Central nervous system involvement is an uncommon though potentially a severe complication during influenza infection; the pathogenic mechanisms of the neurological syndromes described in humans are largely unknown. We describe a case of a 51-year-old man who presented with fever and behavioral changes but no focal neurological deficits. The next day, the condition rapidly evolved into a severe neurological syndrome with recurrent focal motor seizures with secondary generalization. At the brain MRI, FLAIR disclosed a slight area of increased signal in the left mesial frontal cortex extending to the frontopolar area and insula. At DWI, a mild hyperintensity was evident in the mesial-frontopolar cortex, with normal ADC values. MR perfusion was indicative of severe hypoperfusion. Fungal, bacterial and viral cultures in CSF, blood and urine were negative.
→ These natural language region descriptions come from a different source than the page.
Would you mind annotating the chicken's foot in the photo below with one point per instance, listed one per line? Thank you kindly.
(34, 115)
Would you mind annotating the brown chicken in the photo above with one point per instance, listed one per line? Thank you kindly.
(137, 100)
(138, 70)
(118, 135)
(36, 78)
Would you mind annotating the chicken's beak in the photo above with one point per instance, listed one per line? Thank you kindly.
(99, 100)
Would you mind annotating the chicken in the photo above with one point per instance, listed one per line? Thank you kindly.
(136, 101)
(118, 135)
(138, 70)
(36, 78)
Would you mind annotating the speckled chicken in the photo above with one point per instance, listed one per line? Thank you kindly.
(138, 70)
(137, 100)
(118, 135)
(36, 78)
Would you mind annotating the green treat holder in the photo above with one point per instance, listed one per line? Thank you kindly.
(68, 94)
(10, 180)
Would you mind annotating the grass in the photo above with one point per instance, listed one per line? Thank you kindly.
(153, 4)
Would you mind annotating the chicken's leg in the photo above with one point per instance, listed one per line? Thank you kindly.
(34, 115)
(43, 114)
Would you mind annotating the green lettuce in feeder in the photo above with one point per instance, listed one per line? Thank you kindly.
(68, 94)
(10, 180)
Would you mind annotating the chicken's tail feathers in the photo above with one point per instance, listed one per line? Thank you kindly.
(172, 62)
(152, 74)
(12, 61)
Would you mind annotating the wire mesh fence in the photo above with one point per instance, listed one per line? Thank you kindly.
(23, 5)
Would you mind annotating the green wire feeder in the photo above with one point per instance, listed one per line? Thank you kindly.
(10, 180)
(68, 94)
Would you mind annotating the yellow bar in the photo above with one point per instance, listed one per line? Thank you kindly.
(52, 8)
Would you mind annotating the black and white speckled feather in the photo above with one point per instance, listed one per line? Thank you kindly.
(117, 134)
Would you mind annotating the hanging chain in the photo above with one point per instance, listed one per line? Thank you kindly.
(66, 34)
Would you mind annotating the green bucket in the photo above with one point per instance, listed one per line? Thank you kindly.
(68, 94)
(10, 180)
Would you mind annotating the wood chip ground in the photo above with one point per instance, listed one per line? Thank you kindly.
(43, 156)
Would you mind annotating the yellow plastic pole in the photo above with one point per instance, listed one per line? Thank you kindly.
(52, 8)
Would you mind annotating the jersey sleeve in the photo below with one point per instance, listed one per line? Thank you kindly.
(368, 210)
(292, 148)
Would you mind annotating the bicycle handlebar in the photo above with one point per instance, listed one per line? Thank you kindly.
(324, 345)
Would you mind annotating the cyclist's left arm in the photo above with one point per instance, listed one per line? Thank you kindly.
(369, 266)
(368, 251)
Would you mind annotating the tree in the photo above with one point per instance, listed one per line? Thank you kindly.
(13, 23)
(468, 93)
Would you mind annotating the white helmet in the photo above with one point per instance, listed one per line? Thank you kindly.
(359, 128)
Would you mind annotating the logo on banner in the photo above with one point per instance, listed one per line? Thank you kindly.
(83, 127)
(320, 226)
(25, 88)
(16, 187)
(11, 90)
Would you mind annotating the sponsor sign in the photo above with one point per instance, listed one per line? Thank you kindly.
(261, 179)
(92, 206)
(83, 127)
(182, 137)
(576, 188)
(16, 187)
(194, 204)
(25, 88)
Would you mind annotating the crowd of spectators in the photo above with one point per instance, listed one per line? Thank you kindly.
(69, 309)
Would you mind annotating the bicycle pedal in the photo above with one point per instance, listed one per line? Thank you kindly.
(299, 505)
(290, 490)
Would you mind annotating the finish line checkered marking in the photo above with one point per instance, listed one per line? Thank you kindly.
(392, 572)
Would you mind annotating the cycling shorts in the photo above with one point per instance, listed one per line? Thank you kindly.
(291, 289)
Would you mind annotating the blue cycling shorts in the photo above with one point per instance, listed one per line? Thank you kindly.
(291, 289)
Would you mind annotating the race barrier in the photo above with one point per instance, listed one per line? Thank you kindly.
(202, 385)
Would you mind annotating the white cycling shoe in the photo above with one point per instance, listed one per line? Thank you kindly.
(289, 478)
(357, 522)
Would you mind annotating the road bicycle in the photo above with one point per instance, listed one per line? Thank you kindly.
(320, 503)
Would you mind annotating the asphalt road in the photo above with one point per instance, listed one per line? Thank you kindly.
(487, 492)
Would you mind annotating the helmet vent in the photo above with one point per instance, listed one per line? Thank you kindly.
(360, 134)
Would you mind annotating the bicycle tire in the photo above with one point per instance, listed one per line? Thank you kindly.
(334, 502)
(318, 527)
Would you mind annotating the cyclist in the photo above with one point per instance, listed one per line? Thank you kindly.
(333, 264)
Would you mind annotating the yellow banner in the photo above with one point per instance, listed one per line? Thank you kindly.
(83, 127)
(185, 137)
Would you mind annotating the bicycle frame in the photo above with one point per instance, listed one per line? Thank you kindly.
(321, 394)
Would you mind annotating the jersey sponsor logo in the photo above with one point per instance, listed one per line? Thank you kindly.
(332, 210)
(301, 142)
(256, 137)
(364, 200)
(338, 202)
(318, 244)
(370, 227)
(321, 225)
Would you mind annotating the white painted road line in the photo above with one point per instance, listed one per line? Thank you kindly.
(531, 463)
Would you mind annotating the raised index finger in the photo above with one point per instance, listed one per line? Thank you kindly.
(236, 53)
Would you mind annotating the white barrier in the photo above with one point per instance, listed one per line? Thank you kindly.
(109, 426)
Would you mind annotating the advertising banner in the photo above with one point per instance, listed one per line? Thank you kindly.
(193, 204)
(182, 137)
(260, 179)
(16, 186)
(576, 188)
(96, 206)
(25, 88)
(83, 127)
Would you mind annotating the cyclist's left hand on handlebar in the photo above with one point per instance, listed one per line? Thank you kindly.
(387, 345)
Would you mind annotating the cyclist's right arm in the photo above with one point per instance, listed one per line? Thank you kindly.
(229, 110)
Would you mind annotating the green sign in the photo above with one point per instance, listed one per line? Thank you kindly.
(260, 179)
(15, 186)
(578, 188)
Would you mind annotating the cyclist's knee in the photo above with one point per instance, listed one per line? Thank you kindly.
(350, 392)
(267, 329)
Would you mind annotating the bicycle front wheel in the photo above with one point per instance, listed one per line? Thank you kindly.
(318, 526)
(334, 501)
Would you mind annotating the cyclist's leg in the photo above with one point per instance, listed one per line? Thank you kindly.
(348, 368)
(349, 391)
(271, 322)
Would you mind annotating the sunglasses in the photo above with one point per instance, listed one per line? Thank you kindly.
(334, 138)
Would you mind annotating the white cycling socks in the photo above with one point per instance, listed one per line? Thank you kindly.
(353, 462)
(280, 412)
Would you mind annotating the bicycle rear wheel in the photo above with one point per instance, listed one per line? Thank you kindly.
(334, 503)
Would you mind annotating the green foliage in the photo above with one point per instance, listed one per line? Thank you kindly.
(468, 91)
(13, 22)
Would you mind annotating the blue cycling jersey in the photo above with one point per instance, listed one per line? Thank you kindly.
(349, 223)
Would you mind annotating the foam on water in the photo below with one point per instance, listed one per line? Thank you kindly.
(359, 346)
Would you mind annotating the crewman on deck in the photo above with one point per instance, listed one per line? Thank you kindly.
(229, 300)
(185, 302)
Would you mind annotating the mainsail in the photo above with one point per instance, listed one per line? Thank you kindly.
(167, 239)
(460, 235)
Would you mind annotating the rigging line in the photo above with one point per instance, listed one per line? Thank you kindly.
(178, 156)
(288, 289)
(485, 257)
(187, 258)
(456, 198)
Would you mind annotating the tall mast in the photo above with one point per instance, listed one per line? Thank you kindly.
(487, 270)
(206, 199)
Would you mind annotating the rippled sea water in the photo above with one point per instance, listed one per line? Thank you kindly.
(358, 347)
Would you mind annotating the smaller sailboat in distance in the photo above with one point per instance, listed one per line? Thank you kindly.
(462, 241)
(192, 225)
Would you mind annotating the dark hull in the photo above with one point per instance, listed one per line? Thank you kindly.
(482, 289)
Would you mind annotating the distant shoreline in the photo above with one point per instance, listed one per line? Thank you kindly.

The nasopharyngeal swab PCR was positive for the H1N1-influenza A virus. The patient was thus treated and by day five the neurological examination results had returned to normal. A follow-up MRI, performed two weeks later, only revealed a residual slight hyperintensity in the left medial frontal cortex. The onset of a rapidly evolving encephalopathy syndrome, its close association with a MRI brain pattern of acute vasogenic edema and favorable outcome support a diagnosis of PRES during influenza A infection. However, the topographic characteristics of the cerebral lesion seem to define a PRES with an atypical pattern.

摘要

中枢神经系统受累是流感感染期间一种虽不常见但可能很严重的并发症;在人类中描述的神经综合征的发病机制在很大程度上尚不清楚。我们描述了一例 51 岁男性,他表现为发热和行为改变,但无局灶性神经缺损。第二天,病情迅速发展为严重的神经系统综合征,伴有反复局灶性运动性癫痫发作继发全面性发作。在脑 MRI 上,FLAIR 显示左侧内侧额叶轻度信号增加,延伸至额极区和岛叶。在 DWI 上,内侧额极皮质可见轻度高信号,ADC 值正常。MR 灌注显示严重低灌注。CSF、血液和尿液中的真菌、细菌和病毒培养均为阴性。鼻咽拭子 PCR 对 H1N1 甲型流感病毒呈阳性。因此,对该患者进行了治疗,到第 5 天,神经检查结果已恢复正常。两周后进行的随访 MRI 仅显示左侧内侧额叶残留轻度高信号。起病迅速的脑病综合征,其与 MRI 脑表现的急性血管源性水肿密切相关,以及良好的预后,支持甲型流感感染期间 PRES 的诊断。然而,脑病变的局灶性特征似乎定义了一种具有非典型模式的 PRES。